9 min readApr 30, 2023

The first contact with the ideas of Test-Driven Development (TDD) leaves many beginner data engineers in shock at what TDD promises. Faster development, cleaner code, career advancement, and world domination, to name a few. Yet, the reality is quite different. The initial attempts at applying TDD to data engineering leave many data engineers demoralized. Extracting the value of TDD takes so much efforts. It requires a deep knowledge of testing techniques that are not in the beginner DE toolbelt. The process of learning “what” to test is hard. Learning the tradeoffs inherent to applying TDD to data pipelines is even harder.

In this article we look at how to evolve a data pipeline testing plan to avoid feeling the full pain that comes from over-specified testing.

Problem

What are the perils of test-driven development? For all its benefits, TDD can be a dangerous thing for a new data engineer. The initial drive to test everything is strong, and it can lead to sub-optimal design choices. Too much of a good thing, as they say.

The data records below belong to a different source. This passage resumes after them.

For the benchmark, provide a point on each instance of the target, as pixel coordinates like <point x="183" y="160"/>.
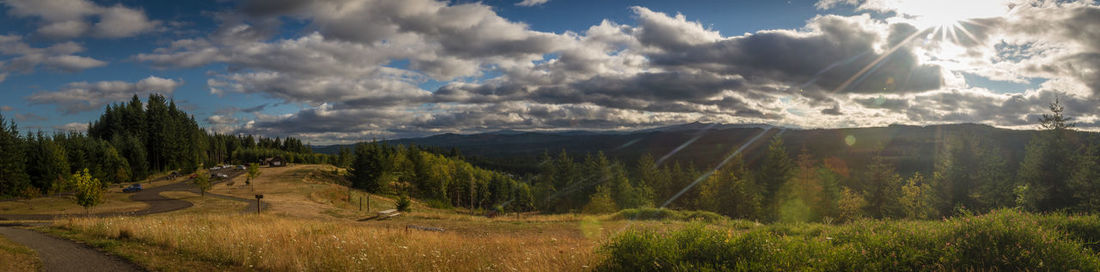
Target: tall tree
<point x="13" y="176"/>
<point x="1047" y="164"/>
<point x="882" y="189"/>
<point x="774" y="171"/>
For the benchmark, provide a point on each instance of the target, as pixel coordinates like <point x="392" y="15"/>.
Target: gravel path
<point x="58" y="254"/>
<point x="156" y="203"/>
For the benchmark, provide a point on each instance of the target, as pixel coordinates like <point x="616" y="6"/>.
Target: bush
<point x="656" y="214"/>
<point x="404" y="204"/>
<point x="1002" y="240"/>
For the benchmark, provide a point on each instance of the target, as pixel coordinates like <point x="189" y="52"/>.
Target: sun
<point x="946" y="13"/>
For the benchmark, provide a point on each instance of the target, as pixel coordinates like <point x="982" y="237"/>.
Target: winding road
<point x="61" y="254"/>
<point x="156" y="203"/>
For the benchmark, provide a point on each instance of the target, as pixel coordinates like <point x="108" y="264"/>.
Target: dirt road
<point x="59" y="254"/>
<point x="156" y="203"/>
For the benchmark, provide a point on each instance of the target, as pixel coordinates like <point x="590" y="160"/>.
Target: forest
<point x="133" y="140"/>
<point x="129" y="142"/>
<point x="1058" y="172"/>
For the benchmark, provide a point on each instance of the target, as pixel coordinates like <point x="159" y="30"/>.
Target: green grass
<point x="655" y="214"/>
<point x="14" y="257"/>
<point x="1002" y="240"/>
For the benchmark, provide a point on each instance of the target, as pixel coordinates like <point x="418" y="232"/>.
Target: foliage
<point x="89" y="191"/>
<point x="658" y="214"/>
<point x="404" y="204"/>
<point x="1047" y="165"/>
<point x="127" y="143"/>
<point x="917" y="198"/>
<point x="202" y="181"/>
<point x="253" y="172"/>
<point x="1002" y="240"/>
<point x="382" y="169"/>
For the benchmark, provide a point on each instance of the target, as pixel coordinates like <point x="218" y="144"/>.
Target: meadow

The drive to test every single part of the data pipeline is a tempting direction for engineering-minded folks. But in order to preserve one’s sanity, there must necessarily be some restraint. Otherwise, you’ll end up with a jungle of tests surrounded by a sea of red. And balls of mud are always not far behind.

For example, say we have the following data pipeline.:

We have three data sources, six transformations, and two data destinations.

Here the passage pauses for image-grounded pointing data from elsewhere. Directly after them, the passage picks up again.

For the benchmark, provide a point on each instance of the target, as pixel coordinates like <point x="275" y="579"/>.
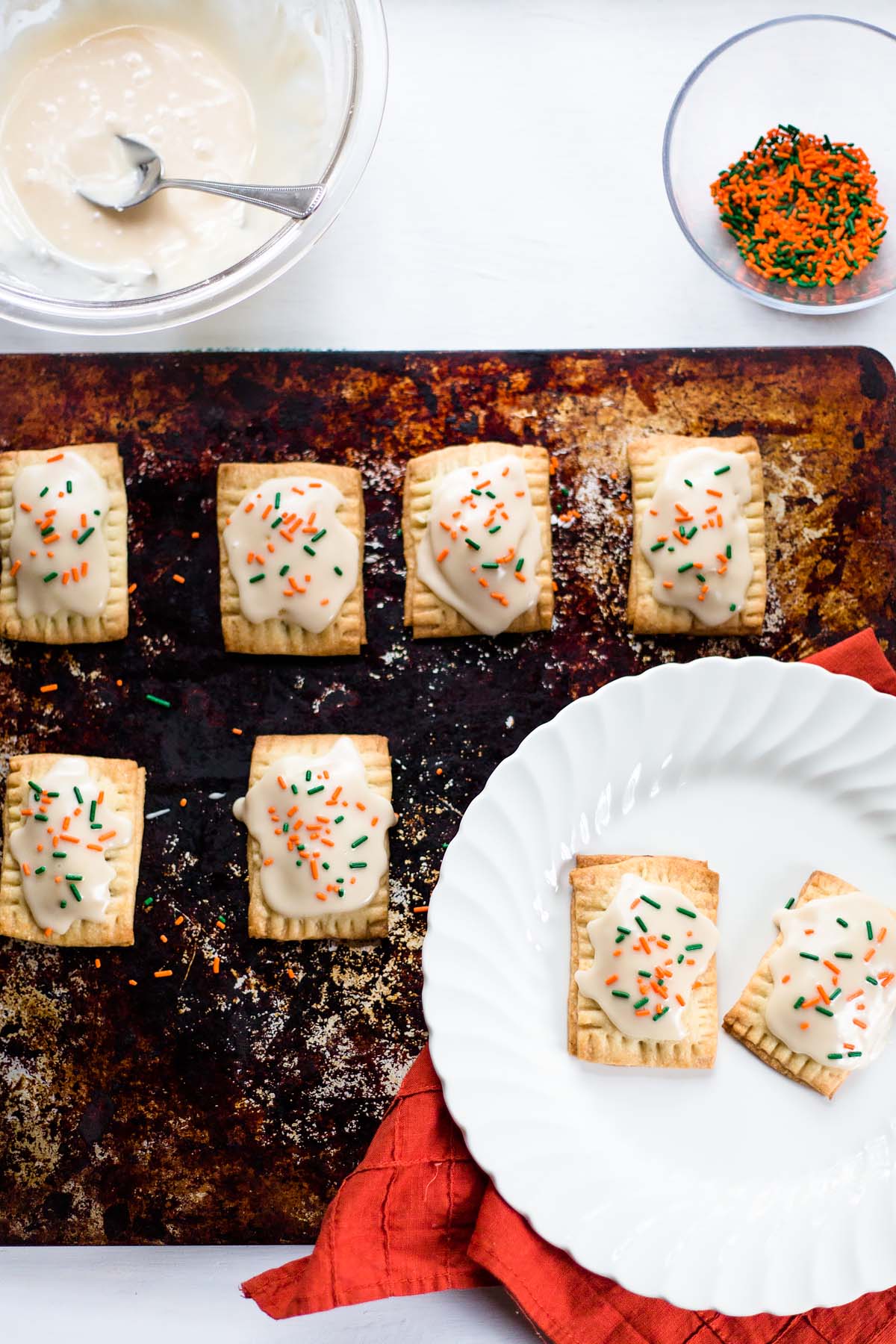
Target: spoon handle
<point x="296" y="202"/>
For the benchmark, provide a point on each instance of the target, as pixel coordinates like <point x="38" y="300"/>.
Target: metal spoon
<point x="296" y="202"/>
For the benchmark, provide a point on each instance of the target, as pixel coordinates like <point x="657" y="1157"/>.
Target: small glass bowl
<point x="355" y="52"/>
<point x="822" y="73"/>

What would an inexperienced data engineer produce as a test plan?
We’ve all be there.

Solution #1: Exhaustive Multi-Source Multi-Destination Paths with Edge Length > 0

Using the classic 3 part testing framework we can safely assume that our data engineer will start with this:

Unit tests ✅ : Sure take each transformation, generate some sample input data for each transformation, run the sample data through each step of the pipeline, capture the results, and use the output to validate the transformation logic.
E2E test ✅ : We are gonna need to run the pipeline on full prod data anyways so let’s run the whole pipeline on a sample from the production data, capture the results and use that output to validate the end to end pipeline.
Integration tests ❓❓❓: But what to do here? The first inclination is to build one test for each of the combinations of the transformation stage.

After some back of the envelope calculation our data engineer starts internalizing the fact that the combination of the 6 transformation steps grows rapidly. There must be a better way.

Testing every single combination with edges of variable length is not gonna meet the deadline we promised to the customer. We should have budgeted for more time.

Solution #2:

“OK OK, but it can’t be that bad.”

Yes considering that integration tests are not going to be touching real sources and sinks, then so be it, let’s plug these 6 transformations together. We get the graph combinations below. We get approximately 10 integration tests.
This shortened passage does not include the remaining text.